E as pessoas? Comecei a pensar que guardo as pessoas que me são queridas não simplesmente pelas memórias do que fizeram, de como me fizeram sentir, do que fabricaram, de como alteraram o universo à sua volta. Aceito ser possível que eu viva também nos outros. Que uma parte da minha individualidade, da minha personalidade, seja transportada para a esfera universal através dos outros. O meu eu guardado pelos meus amigos. Sentimos a necessidade de delimitar para conhecer, mas pode ser que seja impossível delimitar-nos. Talvez isso seja demais para o que nos permitimos aceitar.

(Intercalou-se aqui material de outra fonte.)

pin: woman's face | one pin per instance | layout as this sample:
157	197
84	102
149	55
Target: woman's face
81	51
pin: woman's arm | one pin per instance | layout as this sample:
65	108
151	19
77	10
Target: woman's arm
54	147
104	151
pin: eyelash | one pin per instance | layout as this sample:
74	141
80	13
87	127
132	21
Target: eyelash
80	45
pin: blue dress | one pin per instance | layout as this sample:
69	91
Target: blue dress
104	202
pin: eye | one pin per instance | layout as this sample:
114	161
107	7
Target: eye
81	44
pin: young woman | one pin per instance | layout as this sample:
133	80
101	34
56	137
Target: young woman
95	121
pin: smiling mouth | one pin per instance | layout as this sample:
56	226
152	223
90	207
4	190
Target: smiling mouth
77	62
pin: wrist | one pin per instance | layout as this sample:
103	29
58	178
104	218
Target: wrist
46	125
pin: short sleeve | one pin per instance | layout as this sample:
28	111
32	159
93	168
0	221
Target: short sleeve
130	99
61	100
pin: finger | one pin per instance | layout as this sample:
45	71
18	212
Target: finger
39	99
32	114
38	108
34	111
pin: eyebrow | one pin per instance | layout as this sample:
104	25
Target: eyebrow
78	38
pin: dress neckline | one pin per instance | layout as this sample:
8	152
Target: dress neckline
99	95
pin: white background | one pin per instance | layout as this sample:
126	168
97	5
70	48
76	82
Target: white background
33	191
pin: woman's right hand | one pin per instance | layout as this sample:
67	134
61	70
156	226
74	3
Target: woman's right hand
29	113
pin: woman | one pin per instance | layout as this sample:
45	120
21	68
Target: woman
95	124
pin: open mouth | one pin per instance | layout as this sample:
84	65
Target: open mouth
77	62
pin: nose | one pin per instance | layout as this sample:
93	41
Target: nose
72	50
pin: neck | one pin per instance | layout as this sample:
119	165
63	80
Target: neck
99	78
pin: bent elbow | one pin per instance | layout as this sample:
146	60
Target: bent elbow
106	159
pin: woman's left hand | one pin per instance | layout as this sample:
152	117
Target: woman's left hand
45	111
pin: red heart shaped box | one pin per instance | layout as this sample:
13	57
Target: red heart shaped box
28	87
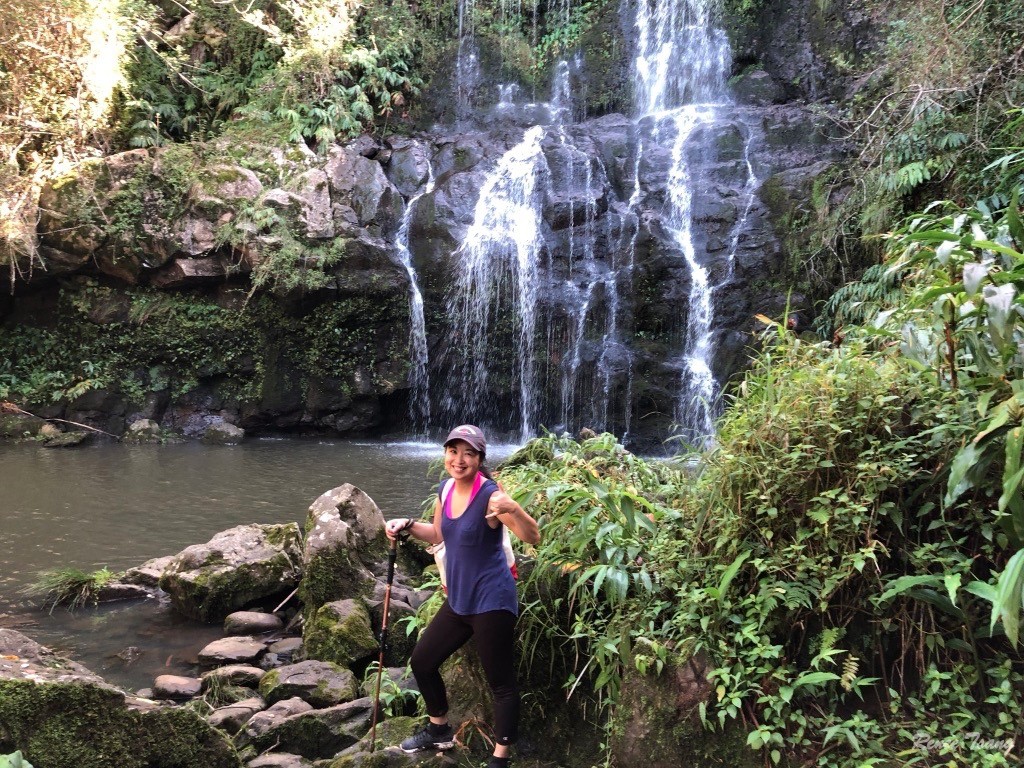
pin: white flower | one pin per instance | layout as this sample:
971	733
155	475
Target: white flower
998	299
974	273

O que fica então, sobre uma adolescência e início de vida adulta construída a várias mãos, sejam as da Mafalda, as de todos aqueles seus amigos, as de Miley Cyrus e quem sabe de quem mais, num emaranhado indistinguível de memórias partilhadas? Quem é a Mafalda? Aquelas entradas de diário. Os versos de Miley Cyrus. Mesmo não tendo sido ela a escrevê-los, não deixam de ser ela.
Crítica apresentada no Seminário de Escrita Crítica para Artes Performativas, orientado por Rui Catalão, que decorreu nos dois fins-de-semana do #ETFEST 2024, festival onde são apresentados os projetos vencedores das Bolsas de Criação d'O Espaço do Tempo, com o apoio do BPI e da Fundação "la Caixa". Nos dias 29 e 30 de novembro, os participantes tiveram a oportunidade de assistir às estreias absolutas de FLOWERS!, de Mafalda Banquart / silentparty, e cão de sete patas, de Bibi Dória.